The risks are real. Al Qaeda’s north Africa wing, or the former Salafist Group for Preaching and Combat, finds Kabylie a suitable base because it can hide in its remote terrain.

To get to Azeffoun, visitors have to drive along roads that snake between steep-sided mountains where security forces and Islamist rebels have fought and ambushed each other for years.

Politics has also entrenched al Qaeda in Kabylie. Many local Berber people resent the Arab-dominated central government and have long agitated, sometimes by force of arms, for autonomy.

At the height of the 1990s war between Islamists and the army, Azeffoun saw a drop in visitor numbers, such was the intensity of the killing.

But security has improved, in part because of the return of the once-hated gendarmerie to parts of the region.

In 2002 the government pulled the gendarmerie out of Kabylie after Berbers revolted in 2001 in protest at what they saw as brutality inflicted by the paramilitary force.

The resulting security vacuum helped the Islamist rebels deepen links to organized crime gangs.

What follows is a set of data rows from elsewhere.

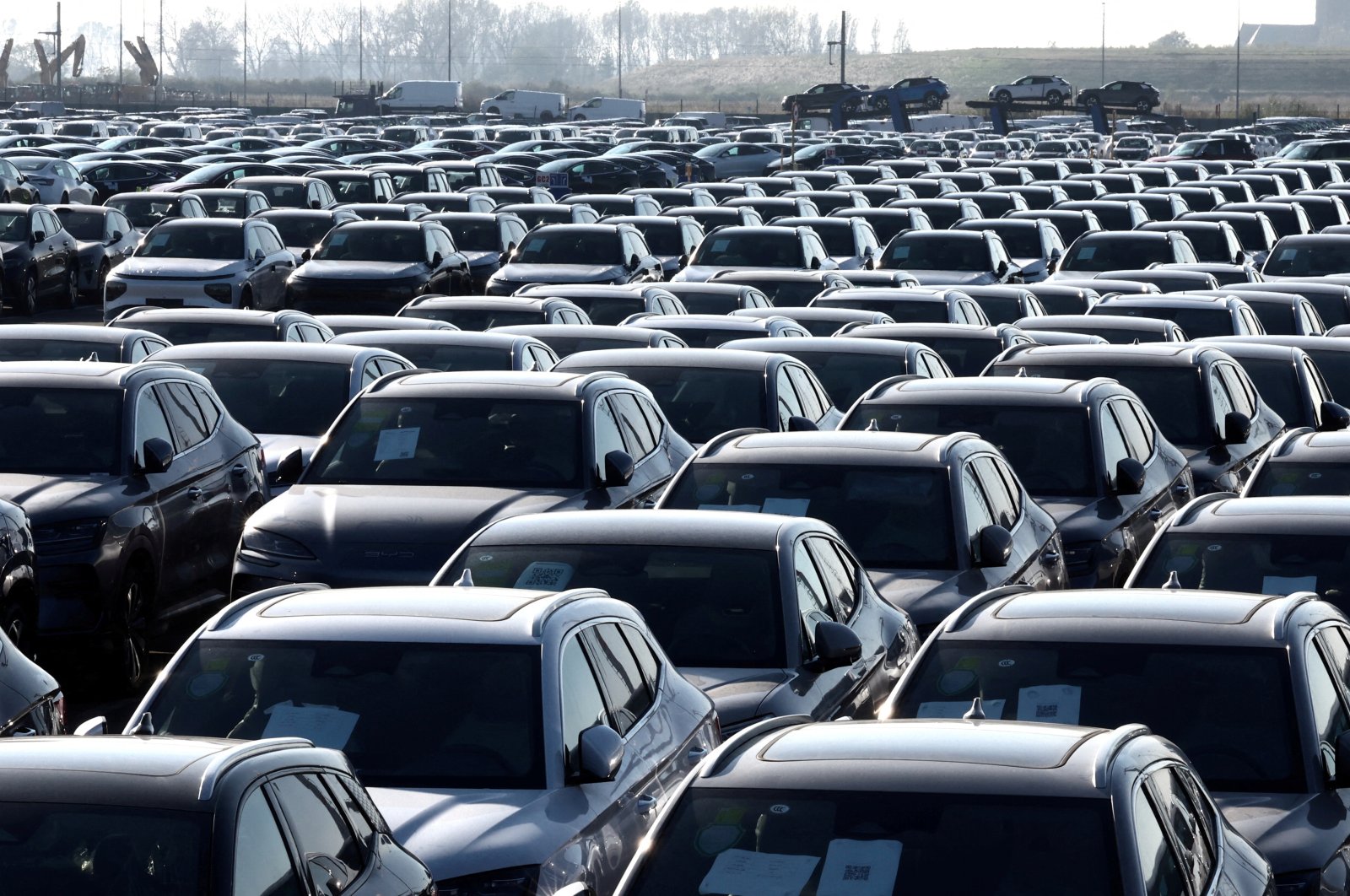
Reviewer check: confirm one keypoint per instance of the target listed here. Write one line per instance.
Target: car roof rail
(967, 610)
(240, 606)
(1187, 515)
(1291, 602)
(233, 756)
(564, 599)
(735, 744)
(1115, 742)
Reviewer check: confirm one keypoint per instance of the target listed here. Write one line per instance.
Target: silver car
(516, 741)
(202, 263)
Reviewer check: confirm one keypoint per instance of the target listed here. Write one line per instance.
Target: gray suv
(517, 741)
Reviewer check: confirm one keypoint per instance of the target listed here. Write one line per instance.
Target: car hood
(69, 497)
(400, 535)
(177, 267)
(736, 694)
(465, 832)
(359, 270)
(1296, 832)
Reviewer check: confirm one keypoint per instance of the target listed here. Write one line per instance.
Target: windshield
(701, 401)
(749, 250)
(893, 517)
(143, 212)
(1288, 478)
(1228, 709)
(83, 225)
(300, 231)
(195, 242)
(405, 246)
(14, 225)
(1172, 394)
(1257, 563)
(570, 247)
(938, 254)
(103, 850)
(274, 396)
(61, 431)
(716, 607)
(1050, 448)
(359, 697)
(454, 441)
(1320, 259)
(891, 842)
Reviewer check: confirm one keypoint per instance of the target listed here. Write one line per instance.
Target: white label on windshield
(748, 873)
(1288, 585)
(397, 445)
(958, 709)
(323, 725)
(544, 575)
(1050, 704)
(787, 506)
(861, 868)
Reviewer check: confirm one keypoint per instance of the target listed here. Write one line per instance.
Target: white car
(56, 180)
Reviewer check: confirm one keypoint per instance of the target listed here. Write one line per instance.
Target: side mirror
(159, 455)
(996, 547)
(618, 470)
(1129, 477)
(602, 753)
(1235, 428)
(1334, 418)
(836, 645)
(290, 467)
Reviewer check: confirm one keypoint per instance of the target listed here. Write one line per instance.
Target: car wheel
(26, 303)
(130, 623)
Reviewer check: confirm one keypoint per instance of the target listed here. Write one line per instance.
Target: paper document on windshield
(861, 868)
(746, 873)
(321, 725)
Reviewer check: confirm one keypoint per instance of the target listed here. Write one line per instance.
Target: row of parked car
(672, 531)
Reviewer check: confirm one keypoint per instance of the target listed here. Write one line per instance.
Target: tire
(128, 628)
(26, 303)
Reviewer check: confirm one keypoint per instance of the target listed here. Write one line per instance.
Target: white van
(608, 107)
(408, 97)
(540, 105)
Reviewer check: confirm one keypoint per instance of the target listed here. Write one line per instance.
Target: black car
(377, 267)
(1122, 94)
(137, 481)
(420, 461)
(1087, 451)
(40, 256)
(1203, 402)
(179, 815)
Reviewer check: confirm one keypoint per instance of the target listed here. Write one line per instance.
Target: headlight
(506, 882)
(272, 544)
(72, 535)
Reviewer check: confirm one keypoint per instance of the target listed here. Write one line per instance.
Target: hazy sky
(979, 23)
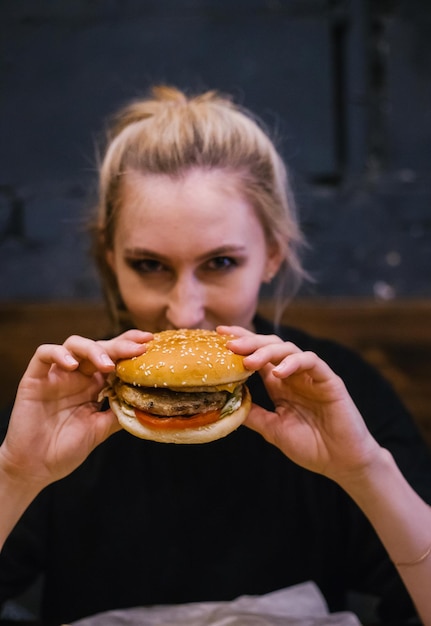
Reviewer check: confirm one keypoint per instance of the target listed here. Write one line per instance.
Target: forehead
(204, 203)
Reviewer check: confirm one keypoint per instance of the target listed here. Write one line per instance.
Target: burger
(188, 387)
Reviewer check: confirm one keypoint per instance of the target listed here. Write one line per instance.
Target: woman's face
(188, 252)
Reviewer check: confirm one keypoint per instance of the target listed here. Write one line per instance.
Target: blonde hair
(170, 133)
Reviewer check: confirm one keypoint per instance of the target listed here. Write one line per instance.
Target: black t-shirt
(143, 523)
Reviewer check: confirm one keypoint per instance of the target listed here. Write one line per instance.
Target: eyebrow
(220, 251)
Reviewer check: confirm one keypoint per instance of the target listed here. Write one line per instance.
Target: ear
(273, 263)
(110, 259)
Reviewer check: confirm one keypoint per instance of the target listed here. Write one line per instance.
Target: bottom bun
(203, 434)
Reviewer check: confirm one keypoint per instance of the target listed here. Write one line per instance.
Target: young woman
(194, 215)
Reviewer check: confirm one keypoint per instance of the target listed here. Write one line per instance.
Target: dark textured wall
(346, 85)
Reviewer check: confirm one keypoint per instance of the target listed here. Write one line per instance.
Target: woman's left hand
(315, 421)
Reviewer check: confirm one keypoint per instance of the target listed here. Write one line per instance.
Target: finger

But that may be changing.

Now Djaafar Amahnoun, 20, thinks of business, not security. He runs a small shop at the “Petis Paradis” Beach, selling cigarettes, chocolate, juice, popcorn and swimsuits.

“There are more than 1,000 vehicles parked already, and at least 10,000 people are on the beach,” he said approvingly.

“They want to forget the pressure and the stress of the cities. In my village, we are safe 24 hours a day,” he said.

A 35-year-old Azeffoun resident who declined to be identified said of the gendarmes: “As long as they protect the people and do not beat them up, they are welcome.”